I am wondering why I am getting all zeros despite number = 16 . Please help me in understanding this. :)

Answer 1

You have to have:

var number = 16;
console.log(number.toExponential());
console.log(number.toFixed());
console.log(number.toPrecision());

With prototype you can define you own methods and properties of objects

With prototype basically extending objects

Here is a simple example of prototype:

Number.prototype.isPrime = function() {
    if ( this === 0 || this === 1 ) {
        return false;
    }
    for ( var i = 2; i < this; i++ ) {
        if ( this % i === 0 ) {
            return false;
        }
    }
    return true;
};

var arr = [2,4,5,13,15,121];

for ( var i = 0; i < arr.length; i++ ) {
    console.log(arr[i].isPrime());
}

In this example this keyword refers to number object (so you don't have to pass any argument in function for manipulation)

JSFIDDLE

Take a look on prototype

Answer 2

Number.prototype functions live on actual numbers (the prototype is the definition for a specific type. String variables have functions that live on String.prototype, arrays have functions defined on Array.prototype, etc. http://javascript.crockford.com/prototypal.html is a good starting place to learn about prototype inheritance), so just call number.toFixed() , number.toFixed() etc. You can even do (16).toString() etc.

You're calling the function "on nothing" by calling the prototype function, instead of "on 16".

Answer 3

You will have better luck if you do the following:

var number = new Number(16);
console.log(number.toExponential());
console.log(number.toFixed());
console.log(number.toPrecision());
console.log(number.valueOf());

Note* It's preferable not to use numbers in javascript this way unless you have a specific need to avoid primitives.

The reason you are getting 0 is because the Number prototype defaults to zero if it is not instantiated.

Number is a prototype which is designed semantically to be used to spawn new objects which inherit these methods. These methods are not designed to be called directly from the Number prototype, but instead from the numbers themselves. Try the following:

(16).toExponential();

You have to wrap the number in parenthesis so the interpreter knows you're accessing methods and not defining a floating point.
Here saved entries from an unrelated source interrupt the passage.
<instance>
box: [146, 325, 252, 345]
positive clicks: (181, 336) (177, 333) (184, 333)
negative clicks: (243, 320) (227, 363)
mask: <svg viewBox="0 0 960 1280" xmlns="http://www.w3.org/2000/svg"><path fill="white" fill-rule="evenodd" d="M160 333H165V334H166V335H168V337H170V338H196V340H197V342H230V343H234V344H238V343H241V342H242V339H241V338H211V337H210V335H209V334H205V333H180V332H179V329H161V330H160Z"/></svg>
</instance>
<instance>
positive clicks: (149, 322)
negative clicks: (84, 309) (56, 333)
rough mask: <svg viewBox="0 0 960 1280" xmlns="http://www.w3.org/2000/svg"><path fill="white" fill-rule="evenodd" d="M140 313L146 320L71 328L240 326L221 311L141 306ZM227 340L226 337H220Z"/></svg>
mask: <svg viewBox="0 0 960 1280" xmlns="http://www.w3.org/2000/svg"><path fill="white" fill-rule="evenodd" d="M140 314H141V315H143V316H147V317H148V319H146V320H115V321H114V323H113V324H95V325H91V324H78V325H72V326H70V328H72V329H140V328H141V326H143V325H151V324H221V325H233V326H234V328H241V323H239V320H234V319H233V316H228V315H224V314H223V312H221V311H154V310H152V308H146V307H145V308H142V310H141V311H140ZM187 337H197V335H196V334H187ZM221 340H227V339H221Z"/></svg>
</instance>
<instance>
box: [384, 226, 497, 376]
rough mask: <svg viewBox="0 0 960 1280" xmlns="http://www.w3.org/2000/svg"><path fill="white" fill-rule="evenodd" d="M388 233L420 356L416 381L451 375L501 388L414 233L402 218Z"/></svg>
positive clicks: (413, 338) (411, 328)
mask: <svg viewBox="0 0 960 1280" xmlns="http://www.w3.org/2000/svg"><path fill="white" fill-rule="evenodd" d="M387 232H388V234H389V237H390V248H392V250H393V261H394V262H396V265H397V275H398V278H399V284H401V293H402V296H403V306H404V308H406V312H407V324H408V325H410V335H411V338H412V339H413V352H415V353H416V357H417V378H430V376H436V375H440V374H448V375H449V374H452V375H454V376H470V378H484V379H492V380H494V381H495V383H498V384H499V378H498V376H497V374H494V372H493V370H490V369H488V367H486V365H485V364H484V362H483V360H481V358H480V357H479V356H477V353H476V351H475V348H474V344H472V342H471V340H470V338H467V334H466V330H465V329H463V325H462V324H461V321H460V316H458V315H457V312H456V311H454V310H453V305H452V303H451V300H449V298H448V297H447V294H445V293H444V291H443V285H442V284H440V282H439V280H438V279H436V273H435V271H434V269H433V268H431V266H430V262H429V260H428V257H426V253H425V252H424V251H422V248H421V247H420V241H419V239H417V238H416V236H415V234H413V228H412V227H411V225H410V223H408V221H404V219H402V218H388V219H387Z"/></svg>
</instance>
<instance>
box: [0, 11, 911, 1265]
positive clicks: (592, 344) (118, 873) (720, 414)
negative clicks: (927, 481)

The important thing here to understand is that the Number prototype provides all the methods that all numbers will inherit in javascript.

To explain further why you are getting a 0, the methods on the Number prototype are intended to be "bound" to a number object. They will use the bound object for input and will ignore any arguments. Since they are bound to the default Number object, the default number is 0, and therefore all methods will return their version of 0.

There is a way in javascript to rebind methods to an object using the "call" method (there's also bind and apply):

Number.prototype.toExponential.call(16);

Answer 4

try this:

var number = 16;
console.log( Number.prototype.toExponential.call(number) );

Notice the call() which calles the method toExponential of the Number object on an instance.